Drilling fluids represent a harsh environment for organic constituents. Their polymer nature tends to break down rapidly by shear, heat and microbial attack. Protection against the physical exposure - shear and heat - is obtained by cross-linking the starch. Cross links add internal strength to the starch molecule. Very heat stable drilling starch are made that way and will keep fluid loss in check at working temperatures up to 125C - 150C.

Cross-linking adds physical stability and resistance to the starch, but the functional properties are made by further modification. Pre-gelatinized cross linked carboxymethyl starch ether has all the required features. It is pre-gelatinized meaning it is cold water soluble. It is cross-linked meaning it is resistant to physical stress in the oil well and it is further modified as carboxy methyl ether preventing bacterial break down in areas. It synergises with xanthan gum giving fine low shear rheology and enables lower gum quantities. It may also replace cellulosic polymers.

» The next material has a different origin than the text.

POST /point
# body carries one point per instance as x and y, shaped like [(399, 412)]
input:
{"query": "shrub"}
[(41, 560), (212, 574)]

Protection against microbial break down of the starch in neutral and non-saline fluids is obtained by the addition of biocides like tetrahydro-3,5-dimethyl-2H-1,3,5-thiadiazine-2-thione (Dazomet). Where use of biocides is a concern starch is made resistant to microbial attack by chemical modification. Microbes break down starch by excreting amylolytic enzymes hydrolyzing the starch molecules bit by bit to starch sugars. Alfa-amylase needs starch chains minimum five glucose units long to align and attach to the starch molecule and do the cutting job. An ether group is a hindrance for proper alignment of the enzyme and highly substituted carboxymethyl starches are resistant to amylolytic degradation. It is slightly anionic and can be affected by hardness in the mud. Also highly substituted hydroxypropyl and hydroxyethyl starch are resistant to microbial attack and being nonionic, they are only slightly affected by salinity and hardness. Even highly fermentation stable all starches will, however, completely biodegrade after an extended time period.